Mergers, acquisitions, and a spate of new competitors are battling to offer customers a full range of services

By Mary E. Thyfault

Related links:
  • sidebar: Telecom Companies Plan For Future
  • Three years after Congress passed the Telecommunications Act of 1996, the telecom industry is transforming itself into a competitive culture. A wave of acquisitions and mergers has swept the industry as new competitors enter the market and established companies bulk up and fill holes in their product lines in order to provide customers with a full range of communications services.

    "We've seen a complete explosion of the old model that the telecom industry set up over the last 100 years," says John Sidgemore, vice chairman of MCI WorldCom. "Today, the older carriers are scrambling because the new entrants are moving very, very quickly."

    In the past year alone, AT&T spent tens of billions of dollars to buy cable-TV companies; a relatively unknown carrier called WorldCom bought MCI Communications, which had been negotiating to merge with Britain's BT; large Bell and non-Bell local phone companies are merging; and new competitive carriers are laying tens of thousands of miles of fiber-optic cables throughout the world in order to break into the telecom services market.

    For business customers, the new competition is producing lower prices, a greater variety of service packages, better service-level agreements, and improved customer service. The pricing changes alone can be dramatic: Qwest Communications International Inc., for example, offers a T1 line (1.54 Mbps) for $1,595 per month, while AT&T charges $2,690 for the same line. For a T3 line (45 Mbps), Qwest charges $3,190; the AT&T service is priced at $12,650.

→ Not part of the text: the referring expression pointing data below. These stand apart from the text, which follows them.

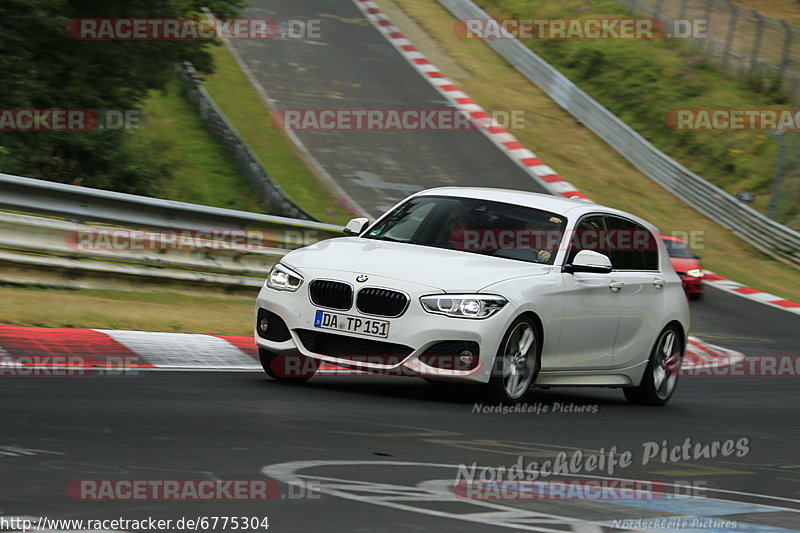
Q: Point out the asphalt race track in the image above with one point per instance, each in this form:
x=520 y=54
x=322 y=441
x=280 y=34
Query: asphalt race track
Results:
x=381 y=450
x=354 y=67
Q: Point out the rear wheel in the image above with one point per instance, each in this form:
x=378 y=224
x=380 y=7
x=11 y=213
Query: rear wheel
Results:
x=661 y=375
x=517 y=362
x=293 y=368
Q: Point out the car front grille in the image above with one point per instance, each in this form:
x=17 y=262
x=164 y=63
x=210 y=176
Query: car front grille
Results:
x=353 y=348
x=331 y=294
x=381 y=302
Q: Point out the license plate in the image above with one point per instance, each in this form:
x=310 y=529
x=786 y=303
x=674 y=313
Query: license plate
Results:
x=352 y=324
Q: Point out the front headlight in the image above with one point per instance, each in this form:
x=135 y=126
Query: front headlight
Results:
x=463 y=305
x=281 y=278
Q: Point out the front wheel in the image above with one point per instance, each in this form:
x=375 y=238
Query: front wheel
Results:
x=661 y=375
x=517 y=362
x=294 y=368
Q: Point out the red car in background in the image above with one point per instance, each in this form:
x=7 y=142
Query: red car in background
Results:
x=686 y=264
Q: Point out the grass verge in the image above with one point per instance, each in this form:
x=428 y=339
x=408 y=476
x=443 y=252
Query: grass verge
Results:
x=580 y=156
x=169 y=312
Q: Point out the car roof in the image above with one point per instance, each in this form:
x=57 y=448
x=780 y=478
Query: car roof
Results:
x=571 y=208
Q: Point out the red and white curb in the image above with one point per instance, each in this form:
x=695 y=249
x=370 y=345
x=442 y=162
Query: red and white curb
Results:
x=509 y=144
x=140 y=350
x=727 y=285
x=543 y=174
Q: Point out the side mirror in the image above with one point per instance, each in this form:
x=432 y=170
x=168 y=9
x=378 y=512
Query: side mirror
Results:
x=356 y=226
x=589 y=261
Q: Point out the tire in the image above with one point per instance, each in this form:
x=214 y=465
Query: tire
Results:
x=517 y=363
x=295 y=368
x=663 y=368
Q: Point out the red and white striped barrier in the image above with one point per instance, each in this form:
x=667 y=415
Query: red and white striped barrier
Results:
x=96 y=349
x=727 y=285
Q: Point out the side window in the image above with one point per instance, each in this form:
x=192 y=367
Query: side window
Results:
x=633 y=246
x=589 y=234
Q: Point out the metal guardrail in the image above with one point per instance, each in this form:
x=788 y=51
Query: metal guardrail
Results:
x=49 y=251
x=765 y=234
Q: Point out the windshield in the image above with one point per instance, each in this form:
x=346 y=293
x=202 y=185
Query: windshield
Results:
x=678 y=249
x=475 y=226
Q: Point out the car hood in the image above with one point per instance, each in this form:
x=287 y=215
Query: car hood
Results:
x=449 y=270
x=684 y=264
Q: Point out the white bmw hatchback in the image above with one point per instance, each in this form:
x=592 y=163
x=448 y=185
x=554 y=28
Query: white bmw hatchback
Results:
x=497 y=287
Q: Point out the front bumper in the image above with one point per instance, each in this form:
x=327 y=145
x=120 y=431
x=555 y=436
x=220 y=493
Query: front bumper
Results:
x=416 y=329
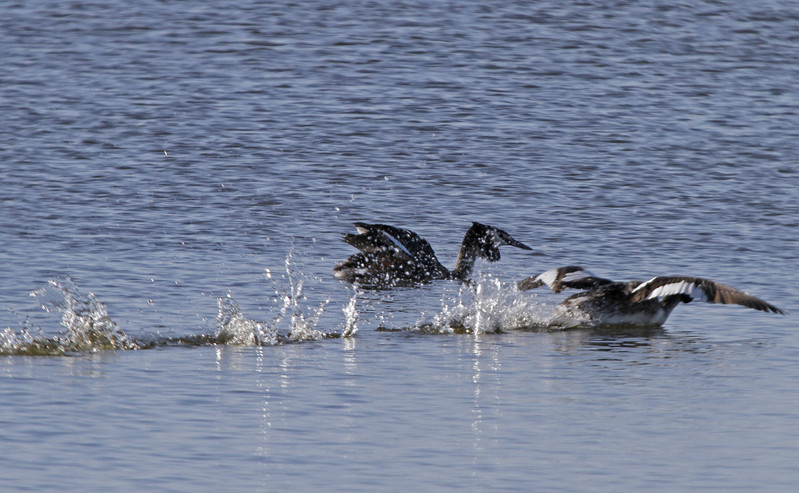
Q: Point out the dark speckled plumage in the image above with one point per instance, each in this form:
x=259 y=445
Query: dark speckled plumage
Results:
x=391 y=256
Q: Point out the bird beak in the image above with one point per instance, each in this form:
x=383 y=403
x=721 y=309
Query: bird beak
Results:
x=506 y=239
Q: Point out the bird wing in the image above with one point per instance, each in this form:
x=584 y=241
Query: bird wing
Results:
x=571 y=276
x=699 y=289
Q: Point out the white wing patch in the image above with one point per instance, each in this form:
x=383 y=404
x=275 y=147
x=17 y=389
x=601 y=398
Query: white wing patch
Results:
x=691 y=289
x=553 y=276
x=398 y=244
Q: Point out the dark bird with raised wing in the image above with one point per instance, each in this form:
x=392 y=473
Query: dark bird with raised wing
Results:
x=605 y=302
x=391 y=256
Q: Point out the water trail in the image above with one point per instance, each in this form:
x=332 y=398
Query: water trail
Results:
x=351 y=316
x=295 y=316
x=86 y=320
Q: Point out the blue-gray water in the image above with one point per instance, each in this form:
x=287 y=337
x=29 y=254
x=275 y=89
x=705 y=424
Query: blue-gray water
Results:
x=176 y=172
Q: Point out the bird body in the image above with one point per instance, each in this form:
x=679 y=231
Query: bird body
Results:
x=605 y=302
x=391 y=256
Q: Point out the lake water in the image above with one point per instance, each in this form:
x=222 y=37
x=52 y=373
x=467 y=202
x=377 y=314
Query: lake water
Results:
x=177 y=177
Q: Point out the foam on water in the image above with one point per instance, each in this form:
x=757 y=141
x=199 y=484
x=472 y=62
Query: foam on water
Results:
x=86 y=320
x=88 y=326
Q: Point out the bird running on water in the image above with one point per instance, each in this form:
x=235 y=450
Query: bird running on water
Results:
x=605 y=302
x=391 y=256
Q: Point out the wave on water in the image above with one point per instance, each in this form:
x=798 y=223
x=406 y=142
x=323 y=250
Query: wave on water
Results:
x=480 y=307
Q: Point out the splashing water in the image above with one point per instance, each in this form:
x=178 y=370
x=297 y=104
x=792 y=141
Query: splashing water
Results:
x=86 y=320
x=487 y=306
x=295 y=317
x=236 y=329
x=89 y=328
x=350 y=316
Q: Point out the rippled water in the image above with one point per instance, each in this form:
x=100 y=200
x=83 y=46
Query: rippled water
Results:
x=177 y=178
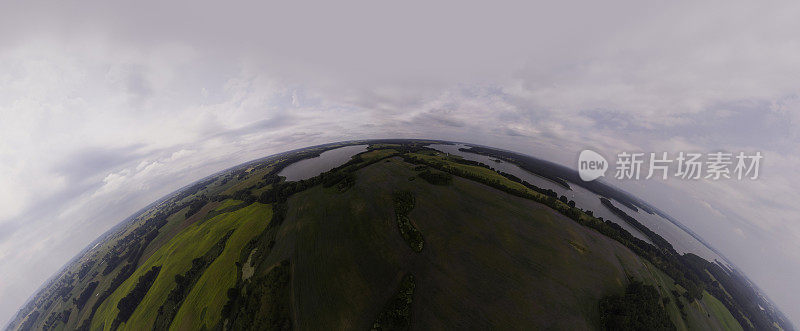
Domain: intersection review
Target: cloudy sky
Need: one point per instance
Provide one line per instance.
(107, 106)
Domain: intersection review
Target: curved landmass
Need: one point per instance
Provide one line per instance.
(399, 237)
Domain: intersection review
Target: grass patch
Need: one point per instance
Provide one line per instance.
(396, 315)
(403, 204)
(175, 258)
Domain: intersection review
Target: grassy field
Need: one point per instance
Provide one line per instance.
(175, 258)
(203, 305)
(490, 259)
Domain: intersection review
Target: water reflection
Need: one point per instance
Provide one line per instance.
(305, 169)
(682, 241)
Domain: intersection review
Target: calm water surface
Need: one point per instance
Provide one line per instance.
(305, 169)
(682, 241)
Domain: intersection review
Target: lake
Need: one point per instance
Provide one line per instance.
(682, 241)
(305, 169)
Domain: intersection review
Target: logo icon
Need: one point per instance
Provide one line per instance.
(591, 165)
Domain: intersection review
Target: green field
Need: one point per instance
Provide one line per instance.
(175, 258)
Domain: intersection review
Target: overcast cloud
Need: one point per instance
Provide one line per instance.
(105, 107)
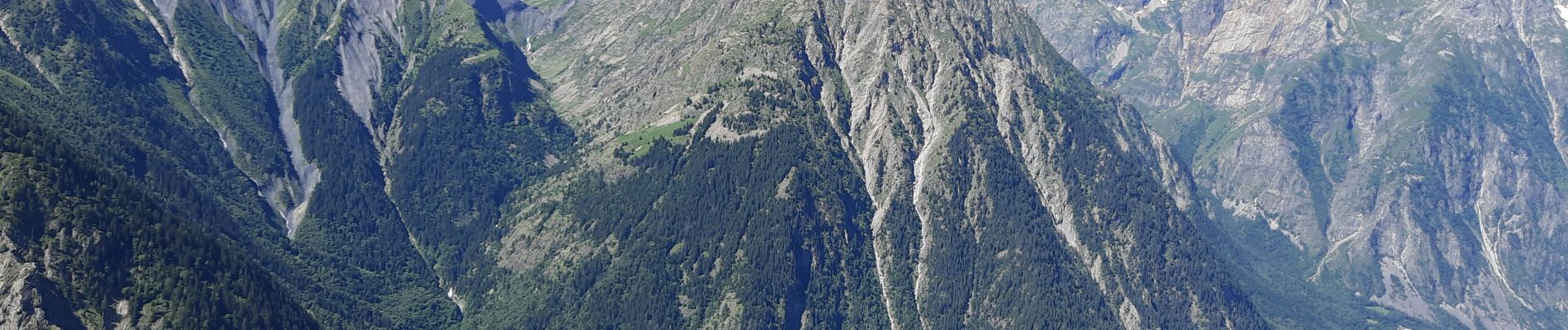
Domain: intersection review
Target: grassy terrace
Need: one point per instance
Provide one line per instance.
(637, 141)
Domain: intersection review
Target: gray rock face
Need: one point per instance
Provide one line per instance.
(932, 101)
(1410, 150)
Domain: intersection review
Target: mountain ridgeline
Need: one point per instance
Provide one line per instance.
(706, 165)
(1399, 162)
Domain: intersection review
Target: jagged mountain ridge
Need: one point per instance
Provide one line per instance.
(1397, 153)
(400, 165)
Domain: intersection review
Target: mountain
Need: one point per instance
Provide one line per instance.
(778, 165)
(1391, 157)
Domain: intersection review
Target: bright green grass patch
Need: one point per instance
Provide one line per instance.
(639, 141)
(13, 80)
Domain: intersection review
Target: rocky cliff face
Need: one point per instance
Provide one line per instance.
(1407, 153)
(975, 169)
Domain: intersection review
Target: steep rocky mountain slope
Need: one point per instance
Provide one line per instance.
(660, 163)
(847, 165)
(1407, 155)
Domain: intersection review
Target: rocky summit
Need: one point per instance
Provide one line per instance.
(783, 165)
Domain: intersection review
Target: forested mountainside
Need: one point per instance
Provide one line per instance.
(747, 165)
(1380, 157)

    That kind of competition is forcing established carriers to adapt to a new environment, and no carrier is working harder to transform itself than AT&T, the nation's oldest and largest carrier. "We've been focused on extending our network to the last mile," says Dale McHenry, director of strategy for AT&T Business Network Services. "We realized we have got to own our own network, and we went out and got it."

    Buying Surge
    AT&T just acquired cable giant Tele-Communications Inc. for $55 billion and is in the process of buying MediaOne Cable for $58 billion. It plans to use the cable systems to provide a link into homes and businesses to offer high-speed Internet access and local voice service, along with the long-distance and wireless services it offers.

    Overseas, AT&T is entering into a $10 billion joint venture with BT to create a joint network service organization that will provide customers with comprehensive global network services. AT&T's former international venture, WorldPartners, provided seamless global service, says Jim Haney, director of global network services for Whirlpool Corp. in Benton Harbor, Mich.

    But Haney expects the new AT&T-BT venture to provide even better response times and higher-quality service. "Our cycle time [for new services] will improve because with their own network, they will have much more direct control of their delivery of services," says Haney.

    Overall, AT&T is "being more responsive to their customers," says Jim Russell, information officer for Xerox Corp.'s Stamford, Conn., headquarters, which inked a $100 million contract with AT&T for a wide range of services. Instead of the traditional service-by-service volume commitments, AT&T and Xerox agreed to broad revenue commitments, giving Xerox the flexibility to migrate its network from one technology to another or from one bundle of services to others.

    The Network Route
    Carriers such MCI and WorldCom were among the first to realize that owning a network was the way to go. The industry was shocked last year when WorldCom came out of nowhere to make a bid for MCI, but the combined company is now able to offer services that neither could offer alone.